美咲は口元に微笑みを浮かべ、手を伸ばして彼の頬に触れた。「どうやってここに来たの? それに、私の部屋に隠れてるなんて……びっくりしたよ。家を長く空けてたから、泥棒でも入ったのかと思った。」
九条蓮は片眉を上げた。「花泥棒か?」
その視線は高橋美咲の顔に鋭く注がれ、まるで彼女を引き裂いて丸ごと飲み込もうとするような激しさで、ゆっくりと下へと移っていった。
自分のことを花泥棒だなんて言われて、美咲は思わず頬を赤らめた。
何を言ってるの、この人……!
九条蓮は頭を片手で支えながら、深いまなざしで美咲を見つめ、何気ない口調で尋ねた。「今日はどこに行ってた?」
今日は九条凛としばらく“私立探偵ごっこ”をしていたものの、それでも九条蓮は高橋美咲がどう説明するのか聞きたかった。黒川善と食事したことを隠すのかどうか。

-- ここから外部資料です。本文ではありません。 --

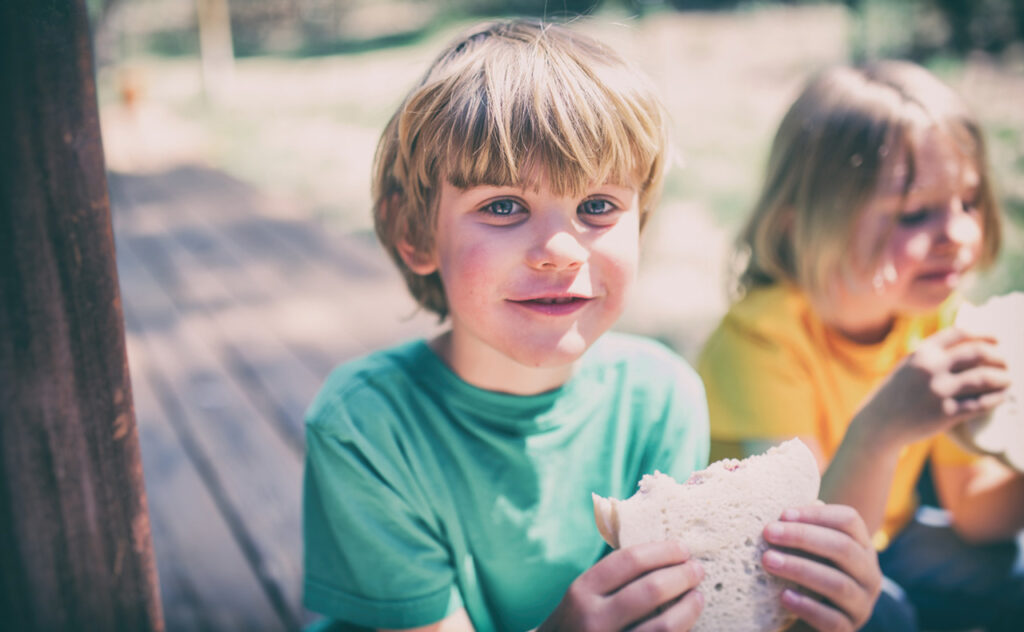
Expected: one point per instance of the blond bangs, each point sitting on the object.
(514, 103)
(558, 111)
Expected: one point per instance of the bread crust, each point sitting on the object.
(999, 433)
(719, 515)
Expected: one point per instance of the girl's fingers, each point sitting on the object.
(950, 336)
(680, 616)
(643, 595)
(969, 355)
(622, 566)
(816, 614)
(972, 406)
(842, 590)
(978, 381)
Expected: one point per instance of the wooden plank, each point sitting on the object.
(347, 300)
(264, 369)
(74, 528)
(252, 474)
(206, 582)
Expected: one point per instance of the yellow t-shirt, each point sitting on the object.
(773, 371)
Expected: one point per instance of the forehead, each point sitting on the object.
(932, 163)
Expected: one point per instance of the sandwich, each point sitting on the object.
(719, 515)
(1000, 432)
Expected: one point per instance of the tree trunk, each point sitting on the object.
(74, 525)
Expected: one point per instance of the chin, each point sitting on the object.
(551, 354)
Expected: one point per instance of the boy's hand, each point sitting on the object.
(828, 552)
(951, 377)
(648, 586)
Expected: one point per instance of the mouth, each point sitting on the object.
(553, 305)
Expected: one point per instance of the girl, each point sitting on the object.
(878, 202)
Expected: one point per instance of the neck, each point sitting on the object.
(491, 370)
(857, 325)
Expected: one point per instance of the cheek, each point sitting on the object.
(620, 251)
(468, 269)
(911, 248)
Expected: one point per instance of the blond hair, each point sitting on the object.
(505, 104)
(830, 153)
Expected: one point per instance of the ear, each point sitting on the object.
(421, 262)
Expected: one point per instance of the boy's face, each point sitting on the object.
(531, 279)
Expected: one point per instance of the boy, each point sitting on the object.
(448, 482)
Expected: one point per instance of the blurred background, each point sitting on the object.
(290, 96)
(239, 138)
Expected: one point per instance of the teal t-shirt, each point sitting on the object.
(424, 494)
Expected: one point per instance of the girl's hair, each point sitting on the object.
(839, 138)
(512, 103)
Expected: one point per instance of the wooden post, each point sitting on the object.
(74, 529)
(215, 47)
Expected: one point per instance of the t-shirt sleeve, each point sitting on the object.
(374, 553)
(757, 388)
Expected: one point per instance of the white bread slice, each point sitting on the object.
(719, 515)
(1000, 433)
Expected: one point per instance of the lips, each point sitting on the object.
(553, 305)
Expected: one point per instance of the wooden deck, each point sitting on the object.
(233, 317)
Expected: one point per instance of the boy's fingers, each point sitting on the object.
(816, 614)
(622, 566)
(641, 596)
(846, 592)
(839, 517)
(855, 560)
(680, 616)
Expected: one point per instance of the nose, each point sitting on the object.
(960, 227)
(556, 249)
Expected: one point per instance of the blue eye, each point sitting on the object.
(504, 207)
(913, 218)
(596, 206)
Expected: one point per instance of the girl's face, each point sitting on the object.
(910, 250)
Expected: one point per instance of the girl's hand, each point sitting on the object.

「うん……今日は前の職場の同僚に会いに行って、それから病院で母の様子を見てきたの。」
美咲は今日あったことをすべて話したが、その後の大事な部分はあえて伏せていた。
九条蓮の眉が思わずきつく寄せられる。彼の指が美咲のバラ色の唇に触れ、少し強く押し当てて、真実を話さない彼女に小さな罰を与えた。「それで? まだ続きがあるだろう。」
美咲はきょとんとした顔で見返す。「……もう終わりだよ?」
なぜ急にこんなことを聞くの? まるで自分が悪いことでもしたみたい。黒川善と食事しただけで、やましいことなんて何もないし、九条蓮だって彼のこと知ってるのに、どうしてこんなふうに問い詰めるの?
そう思った瞬間、美咲の頭にある可能性がよぎった。
もしかして、九条蓮は自分が黒川善と食事したことを知っていて、嫉妬しているのでは?
月明かりの下で九条蓮の表情をうかがうと、確かにそんな雰囲気が感じられた。美咲は目を細め、いたずらっぽく彼を試してみることにした。
高橋美咲がまだ真実を話さないのを聞いて、九条蓮の胸には重苦しい感情がこみ上げてきた。
もともと黒川善と高橋美咲の食事をそれほど気にしていなかったが、彼女がそれを隠そうとしたことで、どうしようもなく不機嫌になった。
まるで高橋美咲が自分に心を開いていないように感じたのだ。
九条蓮の目が暗くなり、美咲の細い手首をつかんで頭上に押さえつけ、さらに罰を与えるようにした。
濃密なキスが降り注ぎ、美咲はもうどうしていいかわからなくなった。
口から漏れる柔らかな声に、自分らしくない気がして、恥ずかしさと羞恥でいっぱいになる。
「九条蓮、まず離して……」思わず身をよじって抵抗し始めた。
だが、もはや抵抗は無意味だった。さっき彼を怒らせてしまったのだから、今さら交渉しても遅い。
最初のときは薬を盛られていて、何も感じなかった。二度目も体調が普通ではなかった。こんなに意識がはっきりしたまま彼と一緒になるのは、これが初めてだった。
美咲は怖さと、どうしようもないほどの欲しさの両方を感じていた。
結局、頭の中がいろんな思いでいっぱいになりながら、九条蓮にすべてを奪われていった。
あの騒動のあと、気がつけばもう翌朝になっていた。
高橋美咲が目を覚ますと、無意識に隣を見た。
九条蓮の姿はすでになく、バスルームのドアも開いている。そこにもいないことがわかった。